Liam Keane feels that more support should be given to women; Rev Dr Donald W Norwood, Canon George Burgon and Doug Kessler also highlight room for improvement

What an excellent article by Rev Martine Oborne, and I wish her luck as chair of Women and the Church (Where is discrimination against women still allowed in the UK? The church, 11 November). At least the Church of England does have female priests/bishops, though their progress may be restricted. The Catholic church is still to make progress in this area. Jesus treated women with respect, and no one had a more important role than his mother. Women were among his followers, financially supporting and providing for him.
Liam Keane
Orpington, London

• I am sure Rev Martine Oborne knows that the ancestors of the United Reformed Church ordained its first woman in 1917. Only more recently have our women ministers been treated equally, though in a non-hierarchical church where all ministers are paid the same, “equality” is harder to measure. For Constance Coltman in 1917, and her brilliant Oxford contemporaries such as Dorothy Sayers, the chief villain was a male-dominated university that admitted women in the 1870s but would not allow them to graduate with a degree until 50 years later.
Rev Dr Donald W Norwood
Oxford

• Martine Oborne has shared a major issue with us all in the contemporary church.
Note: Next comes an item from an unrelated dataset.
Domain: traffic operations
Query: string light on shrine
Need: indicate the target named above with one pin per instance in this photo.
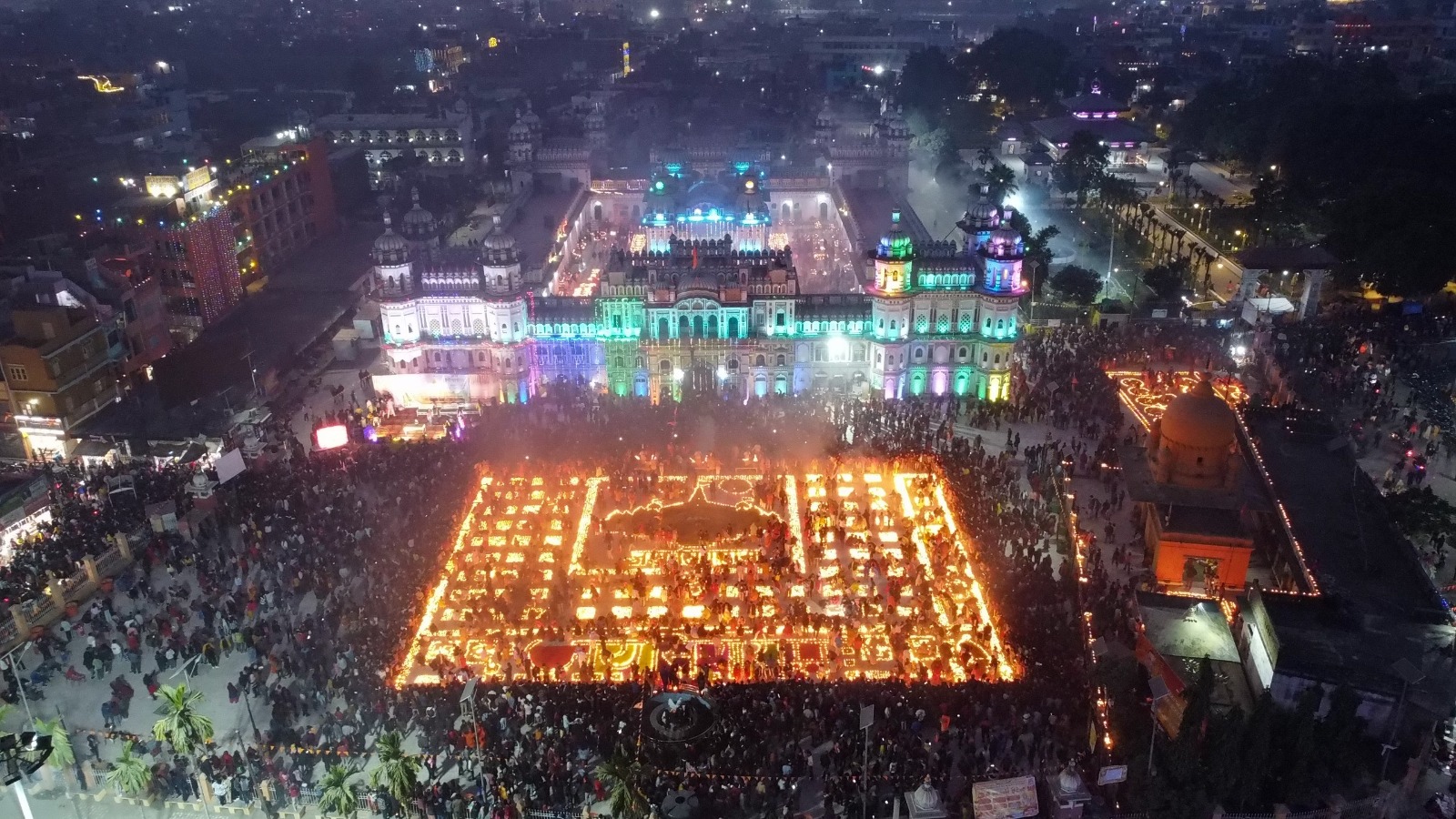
(502, 598)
The way women are treated in what is supposed to be a divine organisation is an affront to the principles of justice. It also invalidates the gospel of Jesus. When the faithful recite the Creed, what is meant by the word “Catholic”? The church shows no discrimination about gender in the sacrament of baptism so why is there such a shambolic reasoning applied to ordination? (And to marriage!) As Advent, with the call to repent of all that would separate us from God, approaches, can we have some clarity over the status of women? Outmoded traditions and biblical interpretations must be exposed for what they are. After all, where would we be if Mary refused the creator’s invitation to enter his universe?
Canon George Burgon
Barton Seagrave, Northamptonshire

• Martine Oborne’s appeal for equality feels hollow when she fails to mention equality for LBGTQ+ people – a group the church still refuses to see as worthy of God’s love. Even winning her battle would simply bolster a fundamentally homophobic institution that has no right to claim to be the church of all Anglicans, much less of England.